Healthcare is a right – so why does it still feel like a privilege?
4 min read
In theory, healthcare is a constitutional right in South Africa. Section 27 of the Constitution guarantees that “everyone has the right to have access to healthcare services, including reproductive healthcare.” That right is not limited by race, income or social status – it is meant to belong to all of us.
Yet, for many South Africans, the lived reality feels very different.
South Africa’s healthcare landscape is sharply divided. Around 84% of the population relies on the public healthcare system, which serves as the backbone of care for most people. By contrast, only about 15%–16% of South Africans have access to private medical schemes, despite this smaller group absorbing a disproportionate share of healthcare spending.
Public facilities – the clinics and hospitals that most of us are constitutionally entitled to – are often well-intentioned but overstretched. Long queues, staff shortages, outdated infrastructure and inconsistent supply of medicines are common – barriers that make accessing even basic care a challenge for many.

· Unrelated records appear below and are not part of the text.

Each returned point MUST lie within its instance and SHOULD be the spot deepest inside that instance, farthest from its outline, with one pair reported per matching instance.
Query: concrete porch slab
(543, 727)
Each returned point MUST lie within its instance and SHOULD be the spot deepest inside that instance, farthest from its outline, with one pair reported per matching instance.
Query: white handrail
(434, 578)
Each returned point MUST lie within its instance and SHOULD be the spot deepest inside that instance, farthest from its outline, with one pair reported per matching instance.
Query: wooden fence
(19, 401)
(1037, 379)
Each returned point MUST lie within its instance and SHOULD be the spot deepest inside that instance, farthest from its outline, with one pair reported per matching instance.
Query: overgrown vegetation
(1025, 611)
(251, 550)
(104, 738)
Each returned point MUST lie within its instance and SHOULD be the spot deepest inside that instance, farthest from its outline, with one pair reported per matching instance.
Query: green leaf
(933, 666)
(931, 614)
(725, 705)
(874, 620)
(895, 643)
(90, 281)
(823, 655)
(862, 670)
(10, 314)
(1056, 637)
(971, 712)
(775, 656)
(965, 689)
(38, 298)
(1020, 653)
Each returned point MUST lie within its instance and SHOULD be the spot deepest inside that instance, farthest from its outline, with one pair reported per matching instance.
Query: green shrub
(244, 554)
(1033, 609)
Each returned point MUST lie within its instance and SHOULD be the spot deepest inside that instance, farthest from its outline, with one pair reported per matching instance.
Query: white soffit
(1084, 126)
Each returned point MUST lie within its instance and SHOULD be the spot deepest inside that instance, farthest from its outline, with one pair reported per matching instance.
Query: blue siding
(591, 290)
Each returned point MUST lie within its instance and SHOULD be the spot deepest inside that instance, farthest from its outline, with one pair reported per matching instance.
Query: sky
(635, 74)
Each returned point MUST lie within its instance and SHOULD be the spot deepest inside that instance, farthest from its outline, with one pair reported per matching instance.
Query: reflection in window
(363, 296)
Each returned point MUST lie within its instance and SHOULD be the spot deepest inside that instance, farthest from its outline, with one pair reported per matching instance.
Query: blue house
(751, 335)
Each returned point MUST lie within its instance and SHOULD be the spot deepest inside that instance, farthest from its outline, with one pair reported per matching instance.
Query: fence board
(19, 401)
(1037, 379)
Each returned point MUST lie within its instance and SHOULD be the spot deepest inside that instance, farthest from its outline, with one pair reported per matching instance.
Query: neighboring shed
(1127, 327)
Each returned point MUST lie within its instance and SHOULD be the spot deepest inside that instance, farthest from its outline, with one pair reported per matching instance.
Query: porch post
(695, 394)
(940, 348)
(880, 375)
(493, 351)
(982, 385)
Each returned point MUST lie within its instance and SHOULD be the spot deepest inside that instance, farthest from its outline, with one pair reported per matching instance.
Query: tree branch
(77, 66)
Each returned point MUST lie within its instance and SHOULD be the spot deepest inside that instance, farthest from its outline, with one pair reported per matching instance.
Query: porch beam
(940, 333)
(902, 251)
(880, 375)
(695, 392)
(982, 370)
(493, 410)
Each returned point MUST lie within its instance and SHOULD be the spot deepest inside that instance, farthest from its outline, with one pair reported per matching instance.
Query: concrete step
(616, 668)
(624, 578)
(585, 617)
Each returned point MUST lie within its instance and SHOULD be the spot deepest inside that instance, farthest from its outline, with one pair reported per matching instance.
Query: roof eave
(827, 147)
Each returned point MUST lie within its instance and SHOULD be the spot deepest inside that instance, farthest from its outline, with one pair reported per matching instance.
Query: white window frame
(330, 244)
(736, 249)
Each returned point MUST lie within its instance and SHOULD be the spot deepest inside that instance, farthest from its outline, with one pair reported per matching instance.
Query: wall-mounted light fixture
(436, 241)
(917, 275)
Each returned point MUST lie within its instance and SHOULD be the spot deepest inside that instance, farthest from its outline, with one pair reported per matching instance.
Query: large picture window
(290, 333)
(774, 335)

For too many, getting healthcare still feels like navigating an obstacle course; patients often wait for hours, even for routine consultations; specialist services can be weeks or months away; and rural communities experience even greater shortages of staff and resources. Meanwhile, those who can afford it seek care in the private sector, where access is faster and infrastructure more advanced – but the cost is prohibitive for most.
“Healthcare should not feel like a luxury reserved for the few,” says Lance Blumeris, from digital health provider, Unu Health. “The constitutional promise of healthcare access is not just a legal phrase. It is about people feeling that they can walk into a clinic when they fall sick without fear of barriers or uncertainty.”

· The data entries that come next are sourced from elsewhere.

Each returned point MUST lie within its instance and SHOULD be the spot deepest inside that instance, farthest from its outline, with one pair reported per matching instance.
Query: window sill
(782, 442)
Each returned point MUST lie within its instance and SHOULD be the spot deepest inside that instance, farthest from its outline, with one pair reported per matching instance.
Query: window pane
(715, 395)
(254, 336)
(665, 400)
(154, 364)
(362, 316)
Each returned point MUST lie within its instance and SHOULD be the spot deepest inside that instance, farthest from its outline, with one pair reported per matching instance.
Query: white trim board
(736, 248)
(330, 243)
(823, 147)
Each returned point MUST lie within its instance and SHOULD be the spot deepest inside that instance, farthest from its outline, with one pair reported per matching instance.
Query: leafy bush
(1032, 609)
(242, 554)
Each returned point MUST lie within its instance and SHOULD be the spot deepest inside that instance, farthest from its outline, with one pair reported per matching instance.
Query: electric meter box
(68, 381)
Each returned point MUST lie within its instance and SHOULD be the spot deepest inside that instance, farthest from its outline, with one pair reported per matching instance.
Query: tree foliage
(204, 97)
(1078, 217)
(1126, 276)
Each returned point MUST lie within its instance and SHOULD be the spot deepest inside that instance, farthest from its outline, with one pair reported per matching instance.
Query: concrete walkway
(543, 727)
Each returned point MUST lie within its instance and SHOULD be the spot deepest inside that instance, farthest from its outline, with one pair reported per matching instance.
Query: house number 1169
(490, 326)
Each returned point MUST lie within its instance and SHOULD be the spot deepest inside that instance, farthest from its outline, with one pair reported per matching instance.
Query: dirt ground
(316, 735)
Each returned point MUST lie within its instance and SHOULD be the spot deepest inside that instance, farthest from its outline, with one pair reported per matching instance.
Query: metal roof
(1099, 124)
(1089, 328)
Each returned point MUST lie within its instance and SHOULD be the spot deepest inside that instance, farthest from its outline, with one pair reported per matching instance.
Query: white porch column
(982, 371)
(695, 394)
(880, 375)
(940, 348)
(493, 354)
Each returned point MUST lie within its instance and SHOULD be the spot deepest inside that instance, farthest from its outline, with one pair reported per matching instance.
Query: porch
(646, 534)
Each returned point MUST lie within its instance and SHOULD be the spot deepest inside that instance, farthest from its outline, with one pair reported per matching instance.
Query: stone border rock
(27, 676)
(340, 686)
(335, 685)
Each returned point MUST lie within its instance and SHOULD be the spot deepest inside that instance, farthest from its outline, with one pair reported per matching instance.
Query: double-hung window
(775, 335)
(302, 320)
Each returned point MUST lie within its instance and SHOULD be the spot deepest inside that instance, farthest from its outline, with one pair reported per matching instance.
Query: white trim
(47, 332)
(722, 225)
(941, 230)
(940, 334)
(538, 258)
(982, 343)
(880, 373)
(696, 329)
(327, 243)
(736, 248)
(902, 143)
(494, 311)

The gaps in access are not abstract statistics; they are everyday lived experiences for families across the country. Recent surveys show that fewer than one in five South Africans has medical aid coverage, and the vast majority of those without it worry about affording care when they need it.
More than half of citizens report having gone without medicine or treatment in the past year because of cost or logistical challenges.

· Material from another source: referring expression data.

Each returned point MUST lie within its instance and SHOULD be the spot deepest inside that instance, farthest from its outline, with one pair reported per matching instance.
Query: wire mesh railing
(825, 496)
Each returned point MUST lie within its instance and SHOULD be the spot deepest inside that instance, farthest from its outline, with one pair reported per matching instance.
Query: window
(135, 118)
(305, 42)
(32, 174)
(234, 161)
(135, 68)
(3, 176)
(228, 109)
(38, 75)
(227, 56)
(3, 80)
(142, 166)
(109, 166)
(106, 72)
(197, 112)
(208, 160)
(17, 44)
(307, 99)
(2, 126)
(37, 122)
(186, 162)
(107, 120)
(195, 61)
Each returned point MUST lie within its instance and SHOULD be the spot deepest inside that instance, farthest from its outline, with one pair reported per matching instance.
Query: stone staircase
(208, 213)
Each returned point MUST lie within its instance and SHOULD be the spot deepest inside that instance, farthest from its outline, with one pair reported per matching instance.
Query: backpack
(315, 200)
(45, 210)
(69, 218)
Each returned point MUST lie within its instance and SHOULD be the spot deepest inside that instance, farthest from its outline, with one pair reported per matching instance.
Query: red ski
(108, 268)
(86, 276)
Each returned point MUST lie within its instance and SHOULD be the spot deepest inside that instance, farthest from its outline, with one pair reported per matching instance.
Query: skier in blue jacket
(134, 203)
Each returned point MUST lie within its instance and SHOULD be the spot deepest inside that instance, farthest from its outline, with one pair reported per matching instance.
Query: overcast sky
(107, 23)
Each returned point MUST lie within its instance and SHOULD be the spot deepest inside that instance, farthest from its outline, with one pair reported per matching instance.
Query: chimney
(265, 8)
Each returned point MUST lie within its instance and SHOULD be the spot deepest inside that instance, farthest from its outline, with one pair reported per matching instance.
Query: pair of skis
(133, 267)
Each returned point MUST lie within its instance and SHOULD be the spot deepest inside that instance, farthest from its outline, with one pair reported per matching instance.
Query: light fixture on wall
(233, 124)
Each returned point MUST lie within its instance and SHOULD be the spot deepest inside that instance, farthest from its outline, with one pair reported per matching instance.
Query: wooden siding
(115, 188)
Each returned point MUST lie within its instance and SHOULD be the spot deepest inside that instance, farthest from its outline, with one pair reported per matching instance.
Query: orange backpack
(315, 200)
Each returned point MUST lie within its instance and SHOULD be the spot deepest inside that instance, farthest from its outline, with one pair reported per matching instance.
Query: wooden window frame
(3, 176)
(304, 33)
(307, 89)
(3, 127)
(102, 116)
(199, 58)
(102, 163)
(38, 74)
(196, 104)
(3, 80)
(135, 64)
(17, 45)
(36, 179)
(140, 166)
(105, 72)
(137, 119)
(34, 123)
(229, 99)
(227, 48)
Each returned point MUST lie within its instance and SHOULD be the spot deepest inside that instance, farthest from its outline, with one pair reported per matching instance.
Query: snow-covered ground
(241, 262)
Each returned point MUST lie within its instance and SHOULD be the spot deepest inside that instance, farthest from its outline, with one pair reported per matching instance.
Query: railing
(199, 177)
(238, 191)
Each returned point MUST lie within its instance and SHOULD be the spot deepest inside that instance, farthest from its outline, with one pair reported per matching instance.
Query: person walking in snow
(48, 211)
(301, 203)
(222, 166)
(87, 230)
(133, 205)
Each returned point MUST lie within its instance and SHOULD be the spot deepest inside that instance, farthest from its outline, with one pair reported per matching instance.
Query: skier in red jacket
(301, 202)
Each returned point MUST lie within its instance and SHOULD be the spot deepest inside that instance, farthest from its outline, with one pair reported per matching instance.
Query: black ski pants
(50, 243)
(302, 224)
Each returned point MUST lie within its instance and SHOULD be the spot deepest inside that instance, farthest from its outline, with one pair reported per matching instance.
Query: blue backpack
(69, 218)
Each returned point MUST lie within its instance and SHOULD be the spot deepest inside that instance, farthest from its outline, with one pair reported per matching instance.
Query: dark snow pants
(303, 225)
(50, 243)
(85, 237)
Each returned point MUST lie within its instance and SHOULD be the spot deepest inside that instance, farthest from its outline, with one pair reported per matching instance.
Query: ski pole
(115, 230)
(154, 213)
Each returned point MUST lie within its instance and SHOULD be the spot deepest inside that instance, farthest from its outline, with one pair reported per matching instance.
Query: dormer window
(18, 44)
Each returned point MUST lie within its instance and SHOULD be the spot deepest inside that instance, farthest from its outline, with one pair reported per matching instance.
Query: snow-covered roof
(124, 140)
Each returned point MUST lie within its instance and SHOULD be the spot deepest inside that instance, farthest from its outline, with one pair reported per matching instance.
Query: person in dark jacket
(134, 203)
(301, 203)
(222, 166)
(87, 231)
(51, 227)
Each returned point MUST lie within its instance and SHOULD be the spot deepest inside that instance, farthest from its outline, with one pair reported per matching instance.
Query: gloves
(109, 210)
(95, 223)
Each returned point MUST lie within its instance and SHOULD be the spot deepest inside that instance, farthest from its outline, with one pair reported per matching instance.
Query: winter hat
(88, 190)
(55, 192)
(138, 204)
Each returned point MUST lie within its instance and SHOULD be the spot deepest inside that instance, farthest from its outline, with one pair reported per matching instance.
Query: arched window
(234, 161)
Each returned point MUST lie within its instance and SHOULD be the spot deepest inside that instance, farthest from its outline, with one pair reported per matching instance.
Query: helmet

For people balancing job insecurity, household responsibilities, transport costs and the rising price of living, access to timely, quality healthcare can feel like an afterthought rather than a right.
The uneven nature of South Africa’s health system – with high-resource private care on one side and an overburdened public system on the other – has prompted a search for practical solutions that can ease pressure and expand meaningful access.
Digital healthcare platforms are emerging as one part of that conversation: enabling easier access to consultations, second opinions and support for those who cannot afford repeated in-person appointments, and helping to triage needs efficiently without patients needing to queue for hours.
“We are not replacing the public system,” Blumeris explains, “but we are working to ensure access – the lived experience of healthcare – aligns more closely with the constitutional right it should be.”
For that promise to be realised, the conversation must move beyond policy and into everyday experience – and toward solutions that make access real, tangible and equitable for all.